Try raising your eyebrow while saying silent when someone says anything rude about your fabulous daughter's name. They soon start to blush and back pedal.

stormy - Agatha is an inspired choice. Brilliant name.

ivory It doesn't count as 'honesty' if the OP hasn't asked their opinion, it's just ill-mannered an really unnecessary. In a million years you'd never tell another adult you didn't like their name on meeting them.

mathanxiety · 24/04/2015 00:51

In the case of a name, it's too late to change it, and why do you think the parents want to hear your opinion of it anyway, IvoryMadonna?

If they run up to you and ask 'What do you think of the name we chose for our baby?' that is one thing, but to hear the baby's name (maybe after asking the parents what the baby is called) and then to pronounce a negative judgement upon it seems a bit uncalled for, imo.

You can always assume parents have spent time carefully choosing the name, and in some cases the name will have some personal connection that is significant in their lives.

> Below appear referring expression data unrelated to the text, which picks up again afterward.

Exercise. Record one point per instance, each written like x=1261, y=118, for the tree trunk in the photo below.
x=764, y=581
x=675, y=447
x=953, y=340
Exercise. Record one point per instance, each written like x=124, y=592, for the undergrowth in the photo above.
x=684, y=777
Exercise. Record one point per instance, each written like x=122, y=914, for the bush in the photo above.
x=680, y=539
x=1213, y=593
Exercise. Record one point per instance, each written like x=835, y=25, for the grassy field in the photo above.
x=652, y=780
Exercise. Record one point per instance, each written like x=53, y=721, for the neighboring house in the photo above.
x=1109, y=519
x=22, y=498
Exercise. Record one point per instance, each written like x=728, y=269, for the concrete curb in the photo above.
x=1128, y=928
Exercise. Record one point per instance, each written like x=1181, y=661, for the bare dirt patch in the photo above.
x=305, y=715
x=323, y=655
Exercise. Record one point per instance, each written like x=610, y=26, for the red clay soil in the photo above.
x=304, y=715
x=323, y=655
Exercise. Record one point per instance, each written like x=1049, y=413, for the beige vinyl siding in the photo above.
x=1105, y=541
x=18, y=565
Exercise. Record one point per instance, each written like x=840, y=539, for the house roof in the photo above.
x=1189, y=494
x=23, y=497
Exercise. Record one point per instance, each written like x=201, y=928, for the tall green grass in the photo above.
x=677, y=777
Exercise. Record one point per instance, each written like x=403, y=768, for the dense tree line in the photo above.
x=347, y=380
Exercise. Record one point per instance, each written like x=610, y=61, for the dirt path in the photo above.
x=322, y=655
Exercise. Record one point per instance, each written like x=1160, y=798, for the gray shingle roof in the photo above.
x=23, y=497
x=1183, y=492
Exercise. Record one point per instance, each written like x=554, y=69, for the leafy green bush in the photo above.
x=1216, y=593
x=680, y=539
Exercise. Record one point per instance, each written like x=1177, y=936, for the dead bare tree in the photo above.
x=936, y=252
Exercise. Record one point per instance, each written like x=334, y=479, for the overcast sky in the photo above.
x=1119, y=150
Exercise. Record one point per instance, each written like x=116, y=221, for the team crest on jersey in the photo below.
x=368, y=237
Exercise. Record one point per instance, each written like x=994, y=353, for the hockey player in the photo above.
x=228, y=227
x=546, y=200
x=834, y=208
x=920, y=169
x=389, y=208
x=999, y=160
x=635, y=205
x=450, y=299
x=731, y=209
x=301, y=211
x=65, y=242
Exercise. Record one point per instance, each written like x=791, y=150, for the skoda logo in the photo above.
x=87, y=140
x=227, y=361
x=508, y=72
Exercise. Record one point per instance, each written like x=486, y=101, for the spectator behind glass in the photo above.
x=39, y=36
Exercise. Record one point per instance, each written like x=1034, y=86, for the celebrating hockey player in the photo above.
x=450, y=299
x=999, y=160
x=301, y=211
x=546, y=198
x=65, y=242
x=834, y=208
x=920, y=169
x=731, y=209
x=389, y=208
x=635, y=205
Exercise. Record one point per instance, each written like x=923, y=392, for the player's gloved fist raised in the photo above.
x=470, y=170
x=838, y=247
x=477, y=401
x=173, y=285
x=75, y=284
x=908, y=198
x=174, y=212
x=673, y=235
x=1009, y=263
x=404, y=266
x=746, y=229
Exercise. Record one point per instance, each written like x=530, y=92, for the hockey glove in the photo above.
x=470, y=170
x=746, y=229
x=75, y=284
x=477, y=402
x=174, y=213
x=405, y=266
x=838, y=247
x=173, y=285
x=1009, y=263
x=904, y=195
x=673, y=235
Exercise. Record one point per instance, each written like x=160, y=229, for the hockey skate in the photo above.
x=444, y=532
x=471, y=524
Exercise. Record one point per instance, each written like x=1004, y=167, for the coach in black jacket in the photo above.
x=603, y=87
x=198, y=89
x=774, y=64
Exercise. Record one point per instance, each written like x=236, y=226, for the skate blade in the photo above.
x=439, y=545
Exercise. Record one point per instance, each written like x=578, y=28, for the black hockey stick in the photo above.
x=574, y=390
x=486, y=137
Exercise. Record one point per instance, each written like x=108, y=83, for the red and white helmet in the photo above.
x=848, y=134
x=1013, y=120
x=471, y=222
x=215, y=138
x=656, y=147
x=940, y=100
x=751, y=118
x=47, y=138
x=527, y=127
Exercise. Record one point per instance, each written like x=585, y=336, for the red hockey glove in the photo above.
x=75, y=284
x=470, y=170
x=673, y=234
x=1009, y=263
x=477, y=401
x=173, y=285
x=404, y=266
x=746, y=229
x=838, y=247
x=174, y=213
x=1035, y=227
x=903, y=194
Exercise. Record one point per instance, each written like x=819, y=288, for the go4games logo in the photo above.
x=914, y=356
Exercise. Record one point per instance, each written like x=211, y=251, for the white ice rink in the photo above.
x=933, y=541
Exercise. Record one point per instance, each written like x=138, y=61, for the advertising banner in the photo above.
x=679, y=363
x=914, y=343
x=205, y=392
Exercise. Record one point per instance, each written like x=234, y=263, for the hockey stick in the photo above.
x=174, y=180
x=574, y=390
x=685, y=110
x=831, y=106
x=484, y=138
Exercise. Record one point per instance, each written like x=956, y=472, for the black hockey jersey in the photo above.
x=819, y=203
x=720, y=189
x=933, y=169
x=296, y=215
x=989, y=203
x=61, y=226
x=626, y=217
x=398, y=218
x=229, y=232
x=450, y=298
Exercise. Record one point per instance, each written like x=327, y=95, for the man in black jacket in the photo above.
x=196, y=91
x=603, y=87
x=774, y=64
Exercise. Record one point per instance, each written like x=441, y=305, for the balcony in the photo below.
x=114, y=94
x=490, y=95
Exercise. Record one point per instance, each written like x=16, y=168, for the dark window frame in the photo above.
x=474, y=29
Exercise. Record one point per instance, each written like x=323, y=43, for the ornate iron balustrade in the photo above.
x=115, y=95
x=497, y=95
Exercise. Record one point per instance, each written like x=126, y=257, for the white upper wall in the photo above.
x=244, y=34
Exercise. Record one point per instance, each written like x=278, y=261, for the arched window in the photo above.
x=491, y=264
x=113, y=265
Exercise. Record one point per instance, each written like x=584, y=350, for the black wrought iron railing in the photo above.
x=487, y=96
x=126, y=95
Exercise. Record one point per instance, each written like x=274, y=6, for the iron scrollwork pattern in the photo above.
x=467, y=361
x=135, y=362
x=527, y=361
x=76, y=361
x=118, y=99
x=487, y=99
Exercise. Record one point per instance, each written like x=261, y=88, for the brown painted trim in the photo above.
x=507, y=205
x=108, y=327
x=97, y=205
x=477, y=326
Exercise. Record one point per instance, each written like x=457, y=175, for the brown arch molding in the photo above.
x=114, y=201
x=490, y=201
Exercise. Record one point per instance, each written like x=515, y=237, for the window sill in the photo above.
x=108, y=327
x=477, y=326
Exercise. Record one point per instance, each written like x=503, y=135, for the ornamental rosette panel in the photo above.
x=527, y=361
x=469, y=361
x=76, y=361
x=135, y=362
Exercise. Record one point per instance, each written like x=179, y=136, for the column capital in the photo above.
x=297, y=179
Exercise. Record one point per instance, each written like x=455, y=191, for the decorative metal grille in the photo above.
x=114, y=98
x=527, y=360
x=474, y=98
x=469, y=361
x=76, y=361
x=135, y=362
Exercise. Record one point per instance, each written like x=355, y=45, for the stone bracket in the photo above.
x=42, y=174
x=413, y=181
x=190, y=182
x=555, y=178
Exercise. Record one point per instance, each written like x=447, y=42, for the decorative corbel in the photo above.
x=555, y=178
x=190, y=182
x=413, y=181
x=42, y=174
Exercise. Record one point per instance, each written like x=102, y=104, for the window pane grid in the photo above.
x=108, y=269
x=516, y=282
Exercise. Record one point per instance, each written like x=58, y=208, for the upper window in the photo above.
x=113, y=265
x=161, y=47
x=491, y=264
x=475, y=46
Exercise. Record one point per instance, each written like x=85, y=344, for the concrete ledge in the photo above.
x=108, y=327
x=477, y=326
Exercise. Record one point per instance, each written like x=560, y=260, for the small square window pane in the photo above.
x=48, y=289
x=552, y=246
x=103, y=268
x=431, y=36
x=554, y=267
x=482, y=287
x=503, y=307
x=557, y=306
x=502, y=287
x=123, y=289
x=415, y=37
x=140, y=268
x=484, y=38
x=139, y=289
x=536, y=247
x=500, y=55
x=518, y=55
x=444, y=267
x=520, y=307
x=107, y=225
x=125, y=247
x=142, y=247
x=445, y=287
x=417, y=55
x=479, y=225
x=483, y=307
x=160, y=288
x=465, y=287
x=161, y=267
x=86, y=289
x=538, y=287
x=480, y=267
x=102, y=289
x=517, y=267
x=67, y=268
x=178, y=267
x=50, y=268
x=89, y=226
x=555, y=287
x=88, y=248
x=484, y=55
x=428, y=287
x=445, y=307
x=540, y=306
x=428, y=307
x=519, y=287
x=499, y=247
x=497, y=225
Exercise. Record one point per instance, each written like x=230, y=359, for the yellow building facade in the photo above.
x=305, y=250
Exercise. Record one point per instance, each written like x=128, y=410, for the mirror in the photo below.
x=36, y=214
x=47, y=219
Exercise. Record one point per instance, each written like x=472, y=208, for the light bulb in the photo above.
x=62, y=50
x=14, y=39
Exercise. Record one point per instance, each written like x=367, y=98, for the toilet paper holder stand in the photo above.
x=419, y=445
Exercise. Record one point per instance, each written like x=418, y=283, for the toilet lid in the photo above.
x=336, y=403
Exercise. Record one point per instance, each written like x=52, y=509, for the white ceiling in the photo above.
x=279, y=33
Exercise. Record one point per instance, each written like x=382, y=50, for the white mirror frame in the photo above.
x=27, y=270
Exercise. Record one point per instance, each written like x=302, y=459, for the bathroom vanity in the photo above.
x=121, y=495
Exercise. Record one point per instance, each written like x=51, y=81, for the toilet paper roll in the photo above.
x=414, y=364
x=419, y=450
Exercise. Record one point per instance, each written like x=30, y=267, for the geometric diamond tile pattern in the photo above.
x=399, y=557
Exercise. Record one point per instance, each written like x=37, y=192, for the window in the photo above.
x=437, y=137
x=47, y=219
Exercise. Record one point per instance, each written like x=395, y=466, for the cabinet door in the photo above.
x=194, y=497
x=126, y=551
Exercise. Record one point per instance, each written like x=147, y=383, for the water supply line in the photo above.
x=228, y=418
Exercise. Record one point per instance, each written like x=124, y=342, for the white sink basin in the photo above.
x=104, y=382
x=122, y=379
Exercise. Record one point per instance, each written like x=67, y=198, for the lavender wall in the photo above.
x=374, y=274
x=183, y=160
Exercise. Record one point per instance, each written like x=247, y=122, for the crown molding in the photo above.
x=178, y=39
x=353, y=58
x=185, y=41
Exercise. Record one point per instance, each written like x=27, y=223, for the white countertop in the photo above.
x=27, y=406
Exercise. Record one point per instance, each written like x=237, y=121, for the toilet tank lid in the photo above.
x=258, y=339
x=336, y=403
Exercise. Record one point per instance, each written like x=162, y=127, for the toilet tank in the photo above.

All you can expect to do is wound with your opinion, no matter how tactful you try to be.

IvoryMadonna · 24/04/2015 01:51

I was talking generally, not just about names. If I paint my living room walls orange, I shan't mind if a visitor tells me that they don't like bright colours and would always go for magnolia themselves.

I did mind when somebody once told me that ceilings had to be painted white. (I had painted it the same colour as the walls. It's the way you say it.

Canyouforgiveher · 24/04/2015 02:09

I can't even get my head around several people of your acquaintance making nasty comments about the name Jeane (no matter how it is spelled) as it is a normal, usual, traditional, often used name. These must be very strange people.

As for the person who said you are ruining your daughter's life -- I think that person must have some fairly serious issues, unrelated to your daughter.

What's next - people fainting at the name Mary?

Coyoacan · 24/04/2015 04:21

I am shocked that people felt free to comment on the name of your baby. One of my absolutely favourite friends choose names I didn't like for all her children, but she didn't ask me for my opinion and I didn't give it. Her children have grown up to be such lovely people that I have changed my opinion about their names.

I gave my dd a very exotic name combined with a very common name. People would make comments about the exotic name and would just say well if you want you can call her by the common name. They never did.